Speaking with Vulture, the director recalled that when Elie reached 11, his formerly bubbly little girl became reclusive, as if her "childhood joy took a vacation." Her whole demeanor changed, and the shift in Elie's emotions caused Docter to feel a sense of vicarious loss, as if his window into her world of childhood wonder was being shuttered. He discussed this phenomenon with Pixar producer Jonas Rivera, and Inside Out began to unfold as a way of understanding what Elie was thinking and feeling and why.
Yet while Riley is based primarily on Elie, she also has some connection to Docter's own childhood self. In the Vulture interview, Docter explained that, like Riley, he also grew up in Minnesota, where he was surrounded by sports (although, unlike the main character, he was no athlete). He said that middle school was a difficult time for him, like it proves to be for Riley, saying that "the social stuff really stressed me out."
But it did make for good inspiration for a film — but not without serious additional research. In Inside Out, viewers are able to witness Riley's experiences from within her mind, where her emotions react to her environmental stimuli and determine both her emotional state and her behavioral responses. In an interview with The Washington Post, Docter noted the importance of the distinction that the film takes place in Riley's mind as opposed to in her brain. The brain is a tangible organ, he explained, filled with neurons which respond in a predictable pattern to action potentials, while the mind is a more nebulous concept, blending emotion and consciousness and perception and all of the things which ultimately make us individual sentient beings.
Yet there are multiple schools of thought for how to best define "the mind," and so extensive research on the topic was necessary in order to determine how to best create the landscape of Riley's mind. Docter combined aspects of the mind according to Freud, Jung, and neurology, and the result was the construction of Riley's mind as a space called Headquarters. Within Headquarters reside personified archetypes of the five core emotions: Joy, Sadness, Fear, Disgust, and Anger. Riley's affect shifts not only in response to her current physical situation, but also in response to which emotion is in control within Headquarters at that moment. It is when Joy ceases to be the consistent ruling emotion that we witness Riley's personality significantly change, transitioning out of a carefree childhood into the fearful process of growing up.
It's already an intense transition to witness, but when viewers observe this shift with the knowledge that it's based on Docter's own personal experiences, there is suddenly an added layer of emotion.

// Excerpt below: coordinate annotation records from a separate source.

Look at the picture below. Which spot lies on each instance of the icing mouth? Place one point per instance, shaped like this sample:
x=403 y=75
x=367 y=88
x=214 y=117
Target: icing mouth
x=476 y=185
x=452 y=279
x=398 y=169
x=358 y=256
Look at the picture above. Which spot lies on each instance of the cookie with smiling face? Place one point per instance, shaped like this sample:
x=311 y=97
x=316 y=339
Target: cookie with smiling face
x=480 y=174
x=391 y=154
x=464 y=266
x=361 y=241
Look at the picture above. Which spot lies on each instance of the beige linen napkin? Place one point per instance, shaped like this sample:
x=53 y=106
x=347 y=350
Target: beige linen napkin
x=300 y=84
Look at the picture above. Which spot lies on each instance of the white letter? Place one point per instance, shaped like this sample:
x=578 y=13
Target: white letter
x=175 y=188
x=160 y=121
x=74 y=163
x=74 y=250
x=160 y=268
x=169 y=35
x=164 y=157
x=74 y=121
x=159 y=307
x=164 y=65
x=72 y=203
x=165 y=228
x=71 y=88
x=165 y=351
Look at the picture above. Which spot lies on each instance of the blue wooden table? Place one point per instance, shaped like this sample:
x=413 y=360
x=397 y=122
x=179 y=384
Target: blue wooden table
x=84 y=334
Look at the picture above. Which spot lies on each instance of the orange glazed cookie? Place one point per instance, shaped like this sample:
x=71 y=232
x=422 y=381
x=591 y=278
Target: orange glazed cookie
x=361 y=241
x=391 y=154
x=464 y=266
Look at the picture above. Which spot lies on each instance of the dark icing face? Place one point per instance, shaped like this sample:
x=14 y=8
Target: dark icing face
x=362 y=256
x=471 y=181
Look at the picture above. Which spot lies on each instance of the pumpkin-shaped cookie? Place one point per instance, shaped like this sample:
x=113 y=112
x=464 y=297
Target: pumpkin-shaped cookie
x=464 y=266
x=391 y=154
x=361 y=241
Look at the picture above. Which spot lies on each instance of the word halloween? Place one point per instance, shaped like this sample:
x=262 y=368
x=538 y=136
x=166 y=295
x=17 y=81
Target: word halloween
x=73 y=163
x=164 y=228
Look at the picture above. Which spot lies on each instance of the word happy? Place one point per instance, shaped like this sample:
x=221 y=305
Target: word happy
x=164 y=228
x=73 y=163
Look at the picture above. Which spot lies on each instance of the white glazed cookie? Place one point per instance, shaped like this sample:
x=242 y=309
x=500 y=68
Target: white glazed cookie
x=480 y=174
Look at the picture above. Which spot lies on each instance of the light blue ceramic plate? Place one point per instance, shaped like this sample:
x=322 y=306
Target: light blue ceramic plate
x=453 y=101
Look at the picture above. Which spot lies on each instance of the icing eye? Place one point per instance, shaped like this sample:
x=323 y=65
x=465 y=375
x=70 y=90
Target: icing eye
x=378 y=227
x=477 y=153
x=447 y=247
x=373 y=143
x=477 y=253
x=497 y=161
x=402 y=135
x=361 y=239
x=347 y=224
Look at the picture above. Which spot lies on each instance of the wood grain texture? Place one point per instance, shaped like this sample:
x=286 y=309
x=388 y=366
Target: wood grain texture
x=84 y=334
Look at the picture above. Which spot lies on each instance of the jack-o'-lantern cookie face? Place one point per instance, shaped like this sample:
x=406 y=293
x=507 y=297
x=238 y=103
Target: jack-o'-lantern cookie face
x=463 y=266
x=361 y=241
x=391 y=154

We feel Riley's discomfort as we see her going through this development, but we also feel the pain of a parent witnessing the changes from the outside only and desperately wishing he had some tool to help him understand. Docter found his tool in the form of CGI, using animation as a way to create a concrete representation of Elie's emotions which he couldn't actually see. The resulting film is heartfelt, funny, and bittersweet — just like real life, as Docter and his daughter know all too well.